This type of weapon may be seen as a predecessor of the pata sword with fully enclosed hilt. It is a variation of the hooded Vijayanagara katar, but now fitted with a full-length blade.

The long, European blade is of lenticular cross-section, tri-fullered. Heavy, strong, and very stiff for its thickness. It is in rather good shape for its age, with some staining but very little pitting, and its contours are mainly intact.

 

Marked blade

Two "man in the moon" stamps are on either side of the blade. Such stamps are often seen on European-inspired blades, often seen mounted as Tuareg kashkara swords.

Man in the moon stamps on pata blade

 

"The type never varies, though of course the blades differ greatly in quality and form, ranging from old Toledo steels with the mark " Carlos V" on them to an iron object called a "Masri" blade made in the north. Some are elaborately ornamented, but the most prized are plain with two or three slight canellations down the middle; they are probably of European manufacture. The commonest Masri blades bear two opposed crescent "men in the moon" faces as their mark; another cheap variety has a small couchant lion. The Tuareg prizes his sword as his most valued possession and many, like Ahodu, speak with pride of a blade handed down in their families for generations."

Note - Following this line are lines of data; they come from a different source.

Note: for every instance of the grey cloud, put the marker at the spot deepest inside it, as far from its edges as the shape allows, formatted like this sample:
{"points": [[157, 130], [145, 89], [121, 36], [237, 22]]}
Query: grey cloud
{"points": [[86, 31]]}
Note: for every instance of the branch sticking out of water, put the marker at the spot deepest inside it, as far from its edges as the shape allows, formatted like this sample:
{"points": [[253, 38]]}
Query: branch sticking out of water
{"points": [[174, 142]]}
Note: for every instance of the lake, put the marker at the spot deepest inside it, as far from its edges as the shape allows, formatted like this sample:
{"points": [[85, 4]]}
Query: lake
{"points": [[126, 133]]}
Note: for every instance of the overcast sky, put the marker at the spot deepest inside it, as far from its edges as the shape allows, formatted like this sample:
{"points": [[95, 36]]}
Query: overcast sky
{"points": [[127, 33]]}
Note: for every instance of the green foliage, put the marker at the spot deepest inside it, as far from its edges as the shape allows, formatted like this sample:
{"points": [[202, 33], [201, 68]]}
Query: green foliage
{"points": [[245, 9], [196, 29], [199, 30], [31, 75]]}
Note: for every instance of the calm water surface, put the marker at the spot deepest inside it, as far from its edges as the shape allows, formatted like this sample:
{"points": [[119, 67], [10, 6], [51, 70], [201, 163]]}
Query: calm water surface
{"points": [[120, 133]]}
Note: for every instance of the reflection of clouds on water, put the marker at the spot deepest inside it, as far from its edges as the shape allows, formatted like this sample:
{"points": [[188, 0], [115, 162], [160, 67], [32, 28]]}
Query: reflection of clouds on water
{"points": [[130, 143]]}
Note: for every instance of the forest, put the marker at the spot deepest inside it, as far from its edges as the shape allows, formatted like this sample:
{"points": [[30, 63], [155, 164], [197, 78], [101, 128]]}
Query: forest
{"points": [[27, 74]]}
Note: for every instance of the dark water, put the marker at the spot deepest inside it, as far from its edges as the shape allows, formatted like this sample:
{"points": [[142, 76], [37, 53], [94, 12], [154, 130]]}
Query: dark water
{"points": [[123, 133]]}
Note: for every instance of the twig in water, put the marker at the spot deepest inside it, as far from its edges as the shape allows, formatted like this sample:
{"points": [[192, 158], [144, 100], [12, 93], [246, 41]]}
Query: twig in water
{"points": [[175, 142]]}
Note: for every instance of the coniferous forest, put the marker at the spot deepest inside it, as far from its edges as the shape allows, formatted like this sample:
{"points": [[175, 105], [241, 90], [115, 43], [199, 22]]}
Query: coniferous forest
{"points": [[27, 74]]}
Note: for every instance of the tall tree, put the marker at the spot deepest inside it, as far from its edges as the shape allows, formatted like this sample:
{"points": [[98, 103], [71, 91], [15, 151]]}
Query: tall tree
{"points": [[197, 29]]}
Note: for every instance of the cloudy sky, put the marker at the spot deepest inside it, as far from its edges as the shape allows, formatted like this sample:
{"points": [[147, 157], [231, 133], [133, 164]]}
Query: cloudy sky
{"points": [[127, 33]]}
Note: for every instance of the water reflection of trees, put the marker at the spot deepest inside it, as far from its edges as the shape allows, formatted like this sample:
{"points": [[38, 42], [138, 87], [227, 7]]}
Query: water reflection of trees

Lord Rennell of Rodd; People of the Veil
Being an Account of the Habits, Organization and History of the wandering Tuareg Tribes 
which inhabit the Mountains of Air or Asben in the Central Sahara. 
Anthropological Publications, Oosterhout, the Netherlands. 1970. Page 233. 

 

This is the first time I've seen such "man in the moon" stamps on a blade mounted on a South Indian weapon. Usually, European blades are used for this, and Solingen, Toledo, and those of other major production centers are often encountered. It is possible that the kashkara "man in the moon" swords are copies of earlier European swords, and this is an original of such blades.

 

Hilt

The sword is held by the hilt between two long, narrow langets to which it is secured with three rivets. It also has a short tang that protrudes through the base plate and is peened on the other side.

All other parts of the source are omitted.